The second pillar of the establishment philosophy was westernization. The westernization attempts in Turkey date back to the late Ottoman period. Until the Republican era, the Ottoman political elite regarded Europe as an instrument to get rid of decline, but never as a source of ‘civilization.’ On the contrary, the Republican political elite has regarded westernization as a mission of ‘civilization project.’ Throughout the establishment process of the Turkish Republic, westernization has become a legitimizing factor of all the reforms. Atatürk, the founder of the modern Turkey, pointed out the ‘contemporary level of civilization’ as the goal to be reached. To meet these standards, in other words, taking part in the Western civilized world had become a rationale of the reforms throughout the Republican era.

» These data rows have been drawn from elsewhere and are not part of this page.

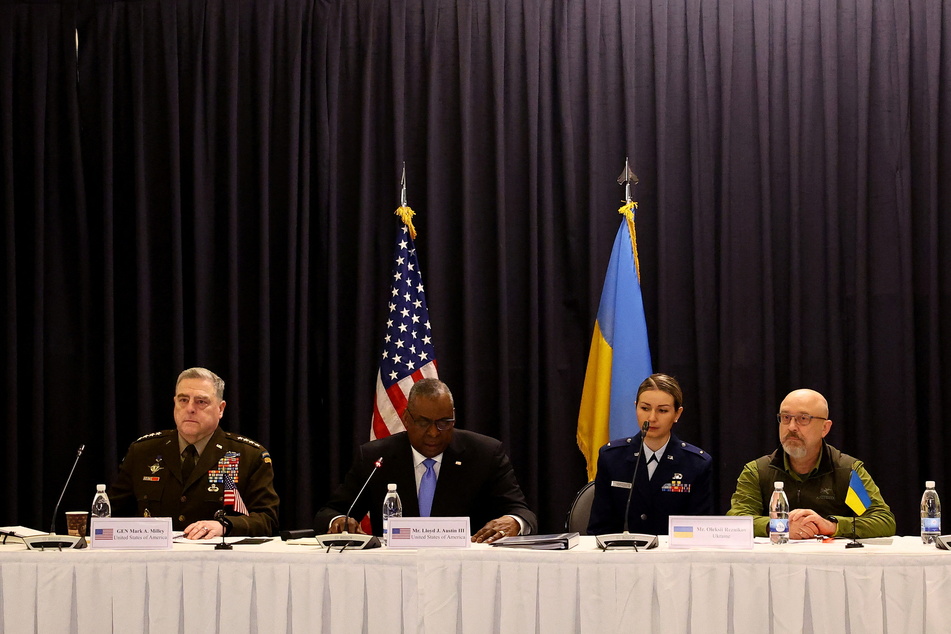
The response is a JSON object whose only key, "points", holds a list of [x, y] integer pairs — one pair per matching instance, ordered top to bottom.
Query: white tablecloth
{"points": [[902, 587]]}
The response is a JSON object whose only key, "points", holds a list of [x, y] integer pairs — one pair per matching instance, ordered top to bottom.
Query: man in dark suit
{"points": [[180, 473], [473, 475]]}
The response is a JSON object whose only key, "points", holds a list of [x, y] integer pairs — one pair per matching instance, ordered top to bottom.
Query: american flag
{"points": [[408, 353], [233, 496], [401, 533], [103, 534]]}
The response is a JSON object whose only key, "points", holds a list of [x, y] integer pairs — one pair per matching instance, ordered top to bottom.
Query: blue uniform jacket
{"points": [[682, 485]]}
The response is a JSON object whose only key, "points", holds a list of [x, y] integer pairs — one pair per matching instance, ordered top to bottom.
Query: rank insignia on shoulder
{"points": [[243, 439]]}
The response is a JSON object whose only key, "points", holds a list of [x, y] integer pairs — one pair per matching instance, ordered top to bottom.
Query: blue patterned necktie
{"points": [[427, 488]]}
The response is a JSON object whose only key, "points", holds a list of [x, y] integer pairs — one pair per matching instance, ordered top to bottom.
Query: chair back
{"points": [[580, 510]]}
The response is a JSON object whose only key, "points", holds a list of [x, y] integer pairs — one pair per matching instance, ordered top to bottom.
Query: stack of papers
{"points": [[555, 541]]}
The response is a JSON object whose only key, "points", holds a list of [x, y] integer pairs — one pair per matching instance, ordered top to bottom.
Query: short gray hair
{"points": [[207, 375]]}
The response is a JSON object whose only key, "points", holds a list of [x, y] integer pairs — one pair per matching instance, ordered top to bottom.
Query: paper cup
{"points": [[76, 523]]}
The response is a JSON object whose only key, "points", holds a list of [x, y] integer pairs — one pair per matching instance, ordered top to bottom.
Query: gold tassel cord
{"points": [[628, 212], [406, 215]]}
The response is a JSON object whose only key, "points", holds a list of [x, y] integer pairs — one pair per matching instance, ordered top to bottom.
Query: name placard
{"points": [[710, 531], [429, 532], [131, 533]]}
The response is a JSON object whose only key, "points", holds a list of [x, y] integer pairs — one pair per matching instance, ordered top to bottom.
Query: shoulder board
{"points": [[155, 434], [243, 439], [686, 446]]}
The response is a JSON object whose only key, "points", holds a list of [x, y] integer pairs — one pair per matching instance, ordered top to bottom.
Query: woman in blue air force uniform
{"points": [[674, 477]]}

The third pillar of the establishment philosophy was nationalism. The Republican political elite put forward the nation-state in the heart of the establishment process. A rational, reasonable and modern ruling class was preferred instead of an absolute ruler as in the Ottoman period. This transformation has aimed the transition from a religious community, which is called ‘ümmet’ in the Ottoman period to a nation, based on common sovereignty. In this transformation process, the notions such as individualism and rationality were inevitable to replace the traditional Ottoman patterns. (see KILINC, 2005 : 5-7, http://www.kgs.harvard.edu/kokkalis/GSW7/Kilinc_paper_.pdf
Currently, preservation and continuity of these three pillars, realised at the very begining of the Republican regime, is closely related with the preservation and continuity of Turkish Republic.
b. Republican Reforms
Republic of Turkey, founded on the land of the former Ottoman Empire in 1923, realized some profound transformations not only in politics but also in societal, religious and judicial fields. In terms of political regime, the Republican regime was adopted and monarchy was removed and democracy was adopted while theocracy was removed. The law, abolishing the Caliphate, was passes in 1924. In the same year, two more significant laws were passed. Those laws abolished the Ministry of Shari’a and religious endowments; all religious orders and all Shari’a courts were closed. Instead of Shari’a laws, Swiss civil code was incorporated. In 1928, Arabic alphabeth was prohibited in all schools and Latin script was adopted. Overall education system came under the authority of the Ministry of Education. Along with the ‘hat law’, all religious symbols in appearance started to be eliminated in Turkish society step by step. In 1928, the Article 2, which stated that the religion of the state, was removed from Turkish Constitution. Along with the judicial amendment in 1937, the principle of secularism was incorporated into Turkish Constitution. The Law of Associations prohibited the establishment of associations based on the sects and order. Penal code prohibited any anti-secularist attacks on the Republican regime and legal system. All those social, political, religious and judicial reforms were intended to build up a modern, laic, secular and democratic Turkish Republic a way from traditionalism and religious trends.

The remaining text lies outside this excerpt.